|Editorial: The Tipping Point|
It happens sometimes, you hit a certain point in a game and suddenly your whole aim in that game is drastically changed. It might be the moment you decide “screw it, I’m never gonna get 1000/1000 on this game” when you notice one irritatingly difficult/time consuming achievement. Or it might be the moment you’ve been stuck on the same puzzle in Zelda for 2 hours and decide the time has come for a quick trip to Gamefaqs.
Whatever it is, whenever it happens your self imposed rules are torn up. Once you succumb to a game guide for one puzzle, you’ll be quicker to do it again when you hit another brick wall. Once you’ve given up on getting all the achievements, those daft little pointless collectables you’ve been hunting out so painstakingly for the last 8 hours suddenly don’t matter at all (think Alan Wake and his Coffee Flasks)

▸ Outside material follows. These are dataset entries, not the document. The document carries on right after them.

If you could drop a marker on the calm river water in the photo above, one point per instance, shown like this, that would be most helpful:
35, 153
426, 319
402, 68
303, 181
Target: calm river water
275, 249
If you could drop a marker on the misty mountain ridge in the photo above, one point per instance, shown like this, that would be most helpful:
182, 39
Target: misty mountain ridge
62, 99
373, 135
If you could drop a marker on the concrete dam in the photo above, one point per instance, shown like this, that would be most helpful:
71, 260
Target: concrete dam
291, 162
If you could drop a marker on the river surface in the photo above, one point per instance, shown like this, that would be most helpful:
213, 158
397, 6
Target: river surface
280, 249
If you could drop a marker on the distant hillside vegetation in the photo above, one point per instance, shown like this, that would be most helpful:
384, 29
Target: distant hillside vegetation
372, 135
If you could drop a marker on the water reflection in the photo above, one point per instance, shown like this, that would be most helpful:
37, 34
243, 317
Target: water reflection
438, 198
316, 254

I most recently experienced this while blasting through Trials Evolution, right around the time I started onto the “Extreme” tracks. My aim up to then had been getting a Gold medal on each track, and I’d been doing pretty well with only a handful of tracks so far still sitting on Silver medal status. The fact that some of those Golds took me an hour of effort to get didn’t bother me at all, I enjoyed the challenge. It took about five minutes of the first Extreme track for that to change though. I knew I had absolutely no mission of ever getting Golds on all the 8 Extreme tracks. Suddenly the goal I had been striving for was seemingly unattainable, and in the blink of an eye my goal was now just to finish all the tracks and forget the Gold medals. And I was fine with that.

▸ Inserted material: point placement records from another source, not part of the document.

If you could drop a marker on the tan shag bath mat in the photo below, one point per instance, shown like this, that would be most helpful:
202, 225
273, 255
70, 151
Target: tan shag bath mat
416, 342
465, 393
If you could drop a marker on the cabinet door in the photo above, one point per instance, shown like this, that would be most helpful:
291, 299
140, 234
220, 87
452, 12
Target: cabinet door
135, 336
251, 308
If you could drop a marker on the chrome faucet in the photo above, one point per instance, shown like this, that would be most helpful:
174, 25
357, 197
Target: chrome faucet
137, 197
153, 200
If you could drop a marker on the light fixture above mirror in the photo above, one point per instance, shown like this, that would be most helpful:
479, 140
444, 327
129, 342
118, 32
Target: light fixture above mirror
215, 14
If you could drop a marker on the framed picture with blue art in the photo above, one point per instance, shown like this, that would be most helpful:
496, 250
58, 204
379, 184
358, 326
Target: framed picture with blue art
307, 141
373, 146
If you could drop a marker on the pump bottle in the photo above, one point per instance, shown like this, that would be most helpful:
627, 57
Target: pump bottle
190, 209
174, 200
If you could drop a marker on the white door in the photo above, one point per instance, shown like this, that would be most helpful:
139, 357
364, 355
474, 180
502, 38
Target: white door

So, yeah, I pussied out and gave up on my challenge. I was a quitter. So why don’t I care? Because in my opinion I’m not admitting defeat. I probably *could* get all the golds if I spent enough time, I just don’t want to any more. It’s reached that point where it just wouldn’t be fun to me – it would be more of a chore. Above all else, gaming is meant to be fun. It’s a hobby, it’s something that you pay money to do in your spare time and it shouldn’t feel like a chore. If it ever does, maybe you should remind yourself of that and change the rules, or change the game completely.

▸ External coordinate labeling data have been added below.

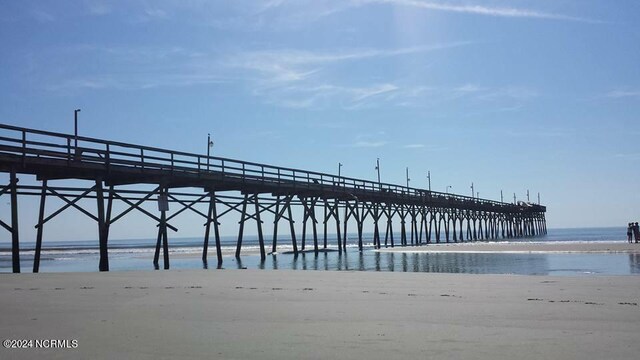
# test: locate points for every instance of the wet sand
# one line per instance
(525, 247)
(253, 314)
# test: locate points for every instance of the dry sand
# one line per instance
(246, 314)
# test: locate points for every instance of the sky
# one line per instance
(510, 95)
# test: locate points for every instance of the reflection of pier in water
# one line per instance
(634, 263)
(469, 263)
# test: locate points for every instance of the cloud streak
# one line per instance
(480, 10)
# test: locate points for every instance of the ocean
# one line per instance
(185, 253)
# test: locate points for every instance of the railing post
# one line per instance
(108, 159)
(68, 150)
(24, 147)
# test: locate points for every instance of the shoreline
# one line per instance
(285, 314)
(569, 247)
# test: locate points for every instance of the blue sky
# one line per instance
(513, 95)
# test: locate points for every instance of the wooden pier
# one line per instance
(425, 216)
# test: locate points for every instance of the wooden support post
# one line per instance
(156, 255)
(104, 255)
(40, 228)
(305, 217)
(165, 239)
(429, 226)
(275, 225)
(314, 224)
(15, 239)
(243, 217)
(403, 226)
(259, 223)
(421, 210)
(336, 213)
(292, 229)
(414, 225)
(347, 214)
(207, 227)
(212, 217)
(447, 220)
(360, 221)
(453, 217)
(376, 228)
(326, 204)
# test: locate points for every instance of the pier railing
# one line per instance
(37, 145)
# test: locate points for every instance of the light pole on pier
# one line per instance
(408, 177)
(75, 123)
(378, 170)
(209, 146)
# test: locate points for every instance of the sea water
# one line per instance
(185, 253)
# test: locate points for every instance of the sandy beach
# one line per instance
(252, 314)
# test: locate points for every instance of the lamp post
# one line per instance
(75, 122)
(209, 146)
(408, 177)
(378, 170)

The completionist in me makes me want to beat every game I start, but there’s so many amazing games out there nowadays that if I’ve completely lost enjoyment in a game I’m not gonna keep playing for the sake of it. Towards the end of Disc 2 of L.A. Noire I grew tired of the seemingly random nature of the interrogations and the old Rockstar trademark of dragging out a story with too much filler so I haven’t played it in about a year. The beauty of it is you can go back to it any time you want should you fancy another crack at the challenge. In my case I’ve spent long enough away from the fantastic atmosphere and change of pace gameplay of L.A. Noire that when I go back to finish it off in the next few months I’ll enjoy it a lot more than I would have if I had just ploughed through it back when I started it.
Every game comes with its own set of rules and gameplay constructs, but don’t forget who’s really in charge of your gaming experience.